What is neuroinflammation and how does it worsen pain?

Neuroinflammation occurs when systemic inflammatory cytokines cross the blood-brain barrier, activating microglia (the brain's immune cells). Microglial activation impairs the brain's pain-inhibitory systems, promotes central sensitisation, produces cognitive symptoms (brain fog), disrupts sleep, and amplifies all incoming pain signals — creating a state where pain is experienced far beyond the peripheral tissue that originally triggered it.

Are NSAIDs effective for chronic inflammatory pain?

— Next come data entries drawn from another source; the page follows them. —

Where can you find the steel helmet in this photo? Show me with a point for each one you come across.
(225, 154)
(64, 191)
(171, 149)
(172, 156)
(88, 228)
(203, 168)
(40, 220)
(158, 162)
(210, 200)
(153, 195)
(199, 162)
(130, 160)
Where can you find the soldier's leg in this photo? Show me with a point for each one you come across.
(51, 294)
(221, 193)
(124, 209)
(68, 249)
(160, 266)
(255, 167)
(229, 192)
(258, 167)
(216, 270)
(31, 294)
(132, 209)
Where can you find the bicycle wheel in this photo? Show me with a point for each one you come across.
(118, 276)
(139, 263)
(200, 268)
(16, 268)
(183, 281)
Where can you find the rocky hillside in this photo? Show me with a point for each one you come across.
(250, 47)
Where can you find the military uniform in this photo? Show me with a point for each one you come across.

NSAIDs reduce prostaglandin synthesis (via COX-2 inhibition), providing temporary relief. They do not address the upstream cytokine production (TNF-alpha, IL-6) or NF-kB activation that sustains chronic inflammation. When NSAIDs are stopped, the inflammatory environment is unchanged. Additionally, long-term NSAID use damages the gut lining, worsening intestinal permeability and potentially increasing systemic inflammation over time.

What foods reduce chronic inflammation and body pain?

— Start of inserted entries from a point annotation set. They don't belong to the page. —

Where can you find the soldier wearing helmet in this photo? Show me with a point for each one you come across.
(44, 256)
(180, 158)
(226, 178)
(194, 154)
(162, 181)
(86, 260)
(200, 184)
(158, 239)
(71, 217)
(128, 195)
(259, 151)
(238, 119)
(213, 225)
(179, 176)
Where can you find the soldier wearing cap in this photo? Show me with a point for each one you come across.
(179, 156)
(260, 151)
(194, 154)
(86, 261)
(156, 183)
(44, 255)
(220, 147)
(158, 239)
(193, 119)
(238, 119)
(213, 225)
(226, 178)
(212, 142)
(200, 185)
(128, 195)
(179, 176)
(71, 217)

Anti-inflammatory foods with documented effects include: omega-3 rich fish (EPA/DHA inhibit NF-kB and reduce PGE2), polyphenol-rich vegetables and berries (quercetin, curcumin), dietary fibre (feeds butyrate-producing bacteria reducing gut-derived LPS), magnesium (reduces IL-6 and CRP), vitamin D (immune transcription regulator), and fermented foods (microbiome restoration). The Mediterranean dietary pattern is the most studied anti-inflammatory approach overall.

How long does it take to reduce chronic inflammation?

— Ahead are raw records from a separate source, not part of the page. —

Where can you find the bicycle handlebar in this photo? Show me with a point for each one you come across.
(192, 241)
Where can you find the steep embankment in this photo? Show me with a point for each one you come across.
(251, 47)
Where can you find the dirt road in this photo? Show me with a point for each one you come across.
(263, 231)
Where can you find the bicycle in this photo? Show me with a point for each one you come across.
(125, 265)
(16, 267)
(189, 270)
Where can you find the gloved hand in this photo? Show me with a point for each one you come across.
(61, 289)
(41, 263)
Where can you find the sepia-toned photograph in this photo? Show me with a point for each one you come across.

Measurable changes in inflammatory biomarkers (hsCRP, IL-6) begin within 4–6 weeks of consistent anti-inflammatory dietary and lifestyle changes. Gut microbiome restoration — which drives much of the systemic inflammatory improvement — typically takes 8–12 weeks for meaningful diversity changes. Clinical symptom improvement (pain reduction, improved energy) often parallels these biological timelines.

Inflammation and body pain are not separate problems — they are the same process at different levels of visibility. When pro-inflammatory cytokines circulate, they sensitise pain nerves. When gut dysbiosis continuously feeds these cytokines into the bloodstream, the pain becomes chronic. When neuroinflammation reaches the brain, that pain becomes amplified and widespread. Understanding this chain — from gut to cytokine to nerve to brain — clarifies what resolving chronic inflammatory pain actually requires. It is not about suppressing symptoms at the prostaglandin level with NSAIDs, but about reducing inflammation at its source: cytokine signalling and NF-kB activation. This is achieved through gut restoration, anti-inflammatory nutrition, stress regulation, and sleep optimisation. The source of the problem is internal. The solution must be internal as well.